Bu metnin ön izlerini 2005 yılında TBMM'de alınan kararlarda, Başbakan'ın açıklamalarında görebilirsiniz. Biz milli meselelerimizi, evrensel bir dille savunabiliriz. Adil hafızayla yeni bir tarih yönetimini ifade ettik.
O acıları paylaşabilirsek, ortak mirası da değerlendiririz. Yöntemde anlaşırsak, zamanın ruhunu kavrarsak geleceği birlikte inşa edebiliriz. Umarım bu çağrımız karşılığını bulur.
Sayın Başbakanımız dün her alanda normalleşmemiz lazım dedi.
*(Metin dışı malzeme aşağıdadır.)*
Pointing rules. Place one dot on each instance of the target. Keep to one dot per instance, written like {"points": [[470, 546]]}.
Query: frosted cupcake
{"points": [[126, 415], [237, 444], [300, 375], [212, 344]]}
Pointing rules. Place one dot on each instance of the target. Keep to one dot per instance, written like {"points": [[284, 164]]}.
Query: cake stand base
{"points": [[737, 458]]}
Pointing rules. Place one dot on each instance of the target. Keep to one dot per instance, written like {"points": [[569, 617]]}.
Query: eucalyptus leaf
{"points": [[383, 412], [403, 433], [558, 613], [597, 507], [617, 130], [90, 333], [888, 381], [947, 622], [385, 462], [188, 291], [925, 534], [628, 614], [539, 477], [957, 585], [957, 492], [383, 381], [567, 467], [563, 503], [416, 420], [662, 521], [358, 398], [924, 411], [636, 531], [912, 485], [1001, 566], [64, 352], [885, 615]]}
Siyaset zihniyet dönüşümüyle olur. Zihniyet dönüşümü de insanın kendisiyle barışık olmasıyla olur. Özgüveni olan kişi, tartışmaktan korkmaz.
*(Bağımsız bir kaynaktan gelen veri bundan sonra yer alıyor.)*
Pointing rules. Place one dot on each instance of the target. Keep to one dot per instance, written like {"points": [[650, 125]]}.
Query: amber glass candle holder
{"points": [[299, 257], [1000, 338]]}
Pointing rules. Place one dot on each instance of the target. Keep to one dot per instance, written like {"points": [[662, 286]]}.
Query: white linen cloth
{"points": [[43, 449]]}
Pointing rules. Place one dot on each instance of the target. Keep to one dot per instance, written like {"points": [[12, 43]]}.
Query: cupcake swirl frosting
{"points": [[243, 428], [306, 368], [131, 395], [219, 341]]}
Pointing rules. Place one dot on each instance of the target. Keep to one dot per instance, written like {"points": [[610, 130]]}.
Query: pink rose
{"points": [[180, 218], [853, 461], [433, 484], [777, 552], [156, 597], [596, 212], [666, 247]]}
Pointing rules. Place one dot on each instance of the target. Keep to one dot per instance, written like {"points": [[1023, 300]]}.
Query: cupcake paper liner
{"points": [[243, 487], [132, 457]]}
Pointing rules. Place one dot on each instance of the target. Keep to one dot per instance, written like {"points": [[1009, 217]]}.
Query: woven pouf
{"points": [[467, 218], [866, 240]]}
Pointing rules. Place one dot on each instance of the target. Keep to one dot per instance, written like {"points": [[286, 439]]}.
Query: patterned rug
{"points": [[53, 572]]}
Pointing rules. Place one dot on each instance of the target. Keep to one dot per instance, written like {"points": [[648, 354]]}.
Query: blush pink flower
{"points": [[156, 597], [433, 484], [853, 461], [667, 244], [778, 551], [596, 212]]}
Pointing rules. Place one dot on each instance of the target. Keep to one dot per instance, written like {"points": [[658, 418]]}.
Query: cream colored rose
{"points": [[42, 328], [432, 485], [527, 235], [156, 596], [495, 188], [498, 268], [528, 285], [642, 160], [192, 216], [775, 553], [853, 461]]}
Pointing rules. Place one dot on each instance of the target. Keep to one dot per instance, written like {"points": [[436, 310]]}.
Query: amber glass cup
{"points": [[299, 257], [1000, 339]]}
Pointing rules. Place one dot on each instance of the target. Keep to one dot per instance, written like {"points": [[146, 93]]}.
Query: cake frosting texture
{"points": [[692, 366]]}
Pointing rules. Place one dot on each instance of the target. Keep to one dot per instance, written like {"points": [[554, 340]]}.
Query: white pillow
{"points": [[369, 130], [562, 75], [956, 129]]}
Bazen yanlış yaklaşılan durumlar oluyor. Çok değişik parametreleri aynı anda kontrol edemezseniz bir barışı çok zor kurarsınız. Karabağ'daki tek mermi sistemi tümden çökertir.
Bu deklarasyonla biz Türkiye -Azerbaycan konusuna girmiyoruz. Karabağ meselesi çetrefilli bir yol ama adım adım buradaki barış da sağlanabilir.
Metnin arka planındaki zihin bir anda oluşmuş değil. Siyaset cesurca resmi dili değiştirme iradesi gösterirse, bir dönüşüm yaşanabilir. Bu metnin referans bir metin olmasını istiyoruz. Biz zihniyet dönüşümünü yapmadan siyaset dönüşümünü gerçekleştiremeyiz.
İki taraftan biri el uzatmışsa, o zihin ve gönül orada durur. Biz beklediğimiz karşılığı almayınca taziyemizi geri alıyoruz diyecek değiliz. Biz mevcut algıyı kökten sarsacak bir adım attık. Biz diasporadan ezber bozacak bir adım beklemiyoruz.
Şimdi onlar da bizim terör saldırısında öldürülen diplomatlarımız için taziye dileyecekler mi? Bunu beklediğimiz için sormuyorum. Ama biz bu adımı attık. Bu geleceği birlikte inşa edeceğiz diye ümit ediyorum.
Önemli olan zihniyet dönüşümü. Biz zamanın ruhuyla özdeşleşebilirsek milli değerlerimizi koruyabiliriz."